Two pediatric OT (vaguely) random stories!!
I babysat some kids recently and we played an impromptu game called “Was it the time…?”….because the 7 year-old, let’s call him Bob, said, Guess what, and I said what? And he started to tell me something and I interrupted him (ok that was rude of me) to ask Wait! Was it the time your eyeballs fell out and then you used them as marbles? The kids (Bob and 6 year-old Pete) thought that was hilarious and we all went around taking turns saying things like “Was it the time…your head fell off? Was it the time you turned into an alligator”? They were cracking up and eagerly taking turns coming up with silly scenarios. This sounds like a completely stupid and/or random game (and it was), but it’s actually also working on quite a few skills. (Skills that come easily for many kids but are great to work on with kids with some delays)

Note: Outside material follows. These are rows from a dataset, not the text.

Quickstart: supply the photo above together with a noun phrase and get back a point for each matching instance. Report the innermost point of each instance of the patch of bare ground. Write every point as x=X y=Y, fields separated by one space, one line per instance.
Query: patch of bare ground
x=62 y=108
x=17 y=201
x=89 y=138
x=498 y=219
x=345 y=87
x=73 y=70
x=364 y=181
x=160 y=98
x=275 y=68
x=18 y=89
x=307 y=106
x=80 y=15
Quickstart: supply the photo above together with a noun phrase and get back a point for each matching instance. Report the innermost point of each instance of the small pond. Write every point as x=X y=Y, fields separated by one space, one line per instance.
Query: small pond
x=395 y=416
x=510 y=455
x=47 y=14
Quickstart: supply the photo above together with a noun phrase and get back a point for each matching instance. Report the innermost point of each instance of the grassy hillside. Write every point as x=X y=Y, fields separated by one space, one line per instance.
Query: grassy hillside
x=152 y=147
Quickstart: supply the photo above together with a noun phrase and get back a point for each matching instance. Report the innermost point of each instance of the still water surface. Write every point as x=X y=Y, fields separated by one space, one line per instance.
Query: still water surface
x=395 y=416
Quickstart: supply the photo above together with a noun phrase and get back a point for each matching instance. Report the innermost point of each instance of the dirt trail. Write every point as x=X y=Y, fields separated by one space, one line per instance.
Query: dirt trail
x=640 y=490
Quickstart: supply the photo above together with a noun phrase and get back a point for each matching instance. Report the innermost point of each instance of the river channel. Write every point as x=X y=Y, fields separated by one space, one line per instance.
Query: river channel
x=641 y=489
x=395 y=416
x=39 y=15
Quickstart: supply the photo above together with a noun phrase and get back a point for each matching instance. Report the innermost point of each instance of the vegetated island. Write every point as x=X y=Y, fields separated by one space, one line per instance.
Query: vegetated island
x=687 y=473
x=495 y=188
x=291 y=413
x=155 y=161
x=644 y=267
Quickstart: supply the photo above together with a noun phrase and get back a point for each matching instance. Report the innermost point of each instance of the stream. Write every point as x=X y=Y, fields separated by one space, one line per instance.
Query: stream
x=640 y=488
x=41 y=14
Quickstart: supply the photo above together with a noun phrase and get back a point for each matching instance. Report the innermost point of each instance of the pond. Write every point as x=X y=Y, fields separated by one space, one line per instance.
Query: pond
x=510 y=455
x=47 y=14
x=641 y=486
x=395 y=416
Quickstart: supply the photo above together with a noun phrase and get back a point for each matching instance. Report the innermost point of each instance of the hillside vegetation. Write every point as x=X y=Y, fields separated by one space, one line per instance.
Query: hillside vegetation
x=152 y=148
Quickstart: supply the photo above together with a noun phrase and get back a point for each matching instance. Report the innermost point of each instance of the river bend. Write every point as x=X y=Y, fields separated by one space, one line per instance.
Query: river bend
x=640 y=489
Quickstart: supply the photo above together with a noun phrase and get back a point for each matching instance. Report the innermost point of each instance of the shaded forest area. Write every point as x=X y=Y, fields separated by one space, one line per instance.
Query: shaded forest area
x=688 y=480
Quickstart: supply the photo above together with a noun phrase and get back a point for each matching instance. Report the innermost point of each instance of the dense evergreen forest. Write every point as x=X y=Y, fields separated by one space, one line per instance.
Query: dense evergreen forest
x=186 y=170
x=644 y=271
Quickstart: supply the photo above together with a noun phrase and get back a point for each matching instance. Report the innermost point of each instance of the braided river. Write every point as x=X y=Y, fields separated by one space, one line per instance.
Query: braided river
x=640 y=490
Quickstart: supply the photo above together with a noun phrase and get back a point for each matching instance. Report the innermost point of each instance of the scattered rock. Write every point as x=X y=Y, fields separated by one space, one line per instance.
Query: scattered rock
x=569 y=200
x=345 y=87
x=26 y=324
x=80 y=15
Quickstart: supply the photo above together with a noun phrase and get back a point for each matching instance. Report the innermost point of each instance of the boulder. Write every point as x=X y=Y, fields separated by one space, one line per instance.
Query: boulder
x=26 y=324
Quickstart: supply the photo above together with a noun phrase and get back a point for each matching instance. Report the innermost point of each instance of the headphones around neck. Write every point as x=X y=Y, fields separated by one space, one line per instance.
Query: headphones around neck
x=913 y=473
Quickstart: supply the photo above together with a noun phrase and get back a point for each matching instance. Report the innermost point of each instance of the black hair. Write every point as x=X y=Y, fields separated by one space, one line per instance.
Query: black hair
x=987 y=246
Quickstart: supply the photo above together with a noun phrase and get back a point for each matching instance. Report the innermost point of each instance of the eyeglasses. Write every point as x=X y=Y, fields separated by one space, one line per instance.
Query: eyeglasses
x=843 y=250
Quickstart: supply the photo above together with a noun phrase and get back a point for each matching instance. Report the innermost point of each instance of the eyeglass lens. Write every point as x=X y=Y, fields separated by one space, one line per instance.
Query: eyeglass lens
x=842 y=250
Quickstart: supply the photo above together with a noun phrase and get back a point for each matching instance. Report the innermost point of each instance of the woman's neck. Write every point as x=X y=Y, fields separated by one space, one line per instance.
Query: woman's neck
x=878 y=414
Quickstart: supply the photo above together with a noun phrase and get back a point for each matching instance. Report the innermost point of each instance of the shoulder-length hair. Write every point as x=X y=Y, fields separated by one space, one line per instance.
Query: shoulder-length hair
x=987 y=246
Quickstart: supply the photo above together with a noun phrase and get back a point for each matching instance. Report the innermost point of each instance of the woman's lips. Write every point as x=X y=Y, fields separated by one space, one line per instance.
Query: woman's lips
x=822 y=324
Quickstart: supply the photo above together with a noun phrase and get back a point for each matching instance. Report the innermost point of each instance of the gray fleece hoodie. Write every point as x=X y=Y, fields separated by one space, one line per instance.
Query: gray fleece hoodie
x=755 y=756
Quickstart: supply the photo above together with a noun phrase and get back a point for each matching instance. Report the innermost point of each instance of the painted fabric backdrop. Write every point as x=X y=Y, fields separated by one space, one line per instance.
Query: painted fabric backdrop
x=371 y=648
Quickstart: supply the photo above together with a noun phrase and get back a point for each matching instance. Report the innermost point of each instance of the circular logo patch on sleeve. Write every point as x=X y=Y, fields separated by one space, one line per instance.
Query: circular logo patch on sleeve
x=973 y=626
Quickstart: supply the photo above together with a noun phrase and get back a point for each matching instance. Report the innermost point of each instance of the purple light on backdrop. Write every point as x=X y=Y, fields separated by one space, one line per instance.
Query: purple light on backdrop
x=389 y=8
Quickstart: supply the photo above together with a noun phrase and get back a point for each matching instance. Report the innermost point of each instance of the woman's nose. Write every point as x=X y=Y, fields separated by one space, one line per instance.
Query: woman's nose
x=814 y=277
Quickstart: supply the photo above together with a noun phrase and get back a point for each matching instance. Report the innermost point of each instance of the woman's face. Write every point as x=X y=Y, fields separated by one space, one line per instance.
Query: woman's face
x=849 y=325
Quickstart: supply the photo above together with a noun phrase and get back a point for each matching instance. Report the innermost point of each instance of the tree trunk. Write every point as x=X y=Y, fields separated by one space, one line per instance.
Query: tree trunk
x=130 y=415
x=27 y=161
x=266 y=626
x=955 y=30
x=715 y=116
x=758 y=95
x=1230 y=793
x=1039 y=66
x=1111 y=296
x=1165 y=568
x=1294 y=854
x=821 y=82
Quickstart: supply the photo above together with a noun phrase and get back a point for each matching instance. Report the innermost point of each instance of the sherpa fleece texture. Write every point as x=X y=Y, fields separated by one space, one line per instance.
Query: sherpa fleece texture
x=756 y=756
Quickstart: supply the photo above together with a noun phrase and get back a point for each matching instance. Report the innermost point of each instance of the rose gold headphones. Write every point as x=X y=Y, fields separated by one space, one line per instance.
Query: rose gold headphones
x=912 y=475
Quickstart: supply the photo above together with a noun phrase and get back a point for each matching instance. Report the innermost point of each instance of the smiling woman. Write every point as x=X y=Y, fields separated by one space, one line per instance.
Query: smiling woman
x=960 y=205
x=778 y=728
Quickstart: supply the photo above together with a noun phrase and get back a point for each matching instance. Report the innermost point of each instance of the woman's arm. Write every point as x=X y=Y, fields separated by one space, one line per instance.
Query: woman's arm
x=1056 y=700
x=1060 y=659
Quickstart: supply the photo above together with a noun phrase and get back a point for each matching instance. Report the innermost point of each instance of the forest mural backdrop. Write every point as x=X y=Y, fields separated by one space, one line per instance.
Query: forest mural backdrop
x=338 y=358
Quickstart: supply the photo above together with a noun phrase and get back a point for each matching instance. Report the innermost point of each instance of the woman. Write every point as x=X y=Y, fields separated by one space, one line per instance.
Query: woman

1) Social skills – taking turns participating – responding to each others comments appropriately by laughing or groaning – coming up with answers based on something just heard – being patient – knowing how “far” to go before it becomes inappropriate, including picking up on the cues of others.
2) Imagination – appreciating the absurd and having fun thinking up ideas that have not or would not actually occur…
3) Sibling rivalry – kids nearly the same age fight sooo much…a game like this is very silly and it’s all about laughing…not trying to win a contest or show who is better…
4) It’s great for an OT to watch…to observe how well the child participates in such a game…can he wait his turn…can he laugh appropriately…can he keep his comments appropriate for the age group…can he modify his statements based on what he has just heard…can he come up with absurd ideas that he has clearly not encountered before…can he appreciate silliness and come up with something funny…can he speak clearly and quickly…etc etc.
It doesn’t matter what game you play…you can learn a lot by observing!
Story two that I originally intended to write up like a month ago:
I had an encounter with a child today who had holoproencephaly and spina bifida. She was an 11-year old girl with big sparkly blue eyes. She only weighed thirty pounds. She was in a special wheelchair with bilateral AFOs and she was “airplane-ing” her arms. She is nonverbal, apraxic, and has limited understanding. Most children with holoproencephaly are essentially “vegetables” – nonresponsive living beings. She defies this definition as she CLEARLY shows some responses and is social….she is probably at the level of a 3 month old though in most ways.
This little girl was present at a graduation party and I was immediately intrigued by her…This beautiful blond toddler-sized girl in an elaborate wheelchair. It was a FunKart or something by Sunrise I believe…I forget now. Her parents were AMAZING and treated her the same way they would treat any young girl…offering her choices even if she couldn’t truly make them, talking to her normally…patient and loving and sweet. I held her hands and smiled and talked to her and asked her parents questions. They certainly knew what OT was as they had lots of experience with her and OT, even though she was no longer receiving it! I was confused as to why she had some types of therapy but not others. I handed her a pretty napkin that she grabbed and enjoyed looking at …you have to wonder if she gets bored. She can certainly cry if she isn’t happy.
I was trying to think of what you would do with a child like this…one who is at such a low level with no likelihood for progress…just consultation and maintenance I guess? Like ensuring no pressure sores, wheelchair maintenance, making sure caregivers have access to transportation aids, etc?
I asked her mom about the Ashley Treatment (one of my obsessions) as Ashley is very similar to this girl except that Ashley is essentially nonresponsive while this little girl is responsive. She said she could understand both sides and why Ashley’s parents wanted her to remain as small as possible…they had been lucky their little girl was only 30 pounds and probably wouldn’t get much bigger…but couldn’t imagine how much harder it would be if she were a normal sized child.
Her spina bifida wasn’t much of an issue apparently since her holoproencephaly kind of um, dwarved it. She was incontinent but that was about it. I watched her get her clothes changed and eat and stuff….very interesting.
She was a beautiful little girl….sweet and glowing…and I was really happy to get a chance to observe her and spend time with her in a non-clinical setting. I am going to admit that I am extremely intimidated by children with CP or other issues where it is hard to determine responsiveness…and especially children in elaborate wheelchairs. I feel completely useless and stupid…like…what can I give you as an OT that has never encountered this, that you as her full-time parent don’t already know?…..
If my professors read that line they would all have immediate heart attacks since the whole point of OT and our curriculum involves knowing the answer to this question….we have access to many resources parents don’t know about….have many tricks up our sleeves…etc. So it’s not truly that I wouldn’t have anything to offer…but when I sit there trying to figure out even how to like, adjust the wheelchair, and the parent watches me fumble, I feel like it wouldn’t be much of a confidence-booster for any of us. This is just hypothetical – this hasn’t been an issue – but I imagine it would be!!! I guess practice makes perfect.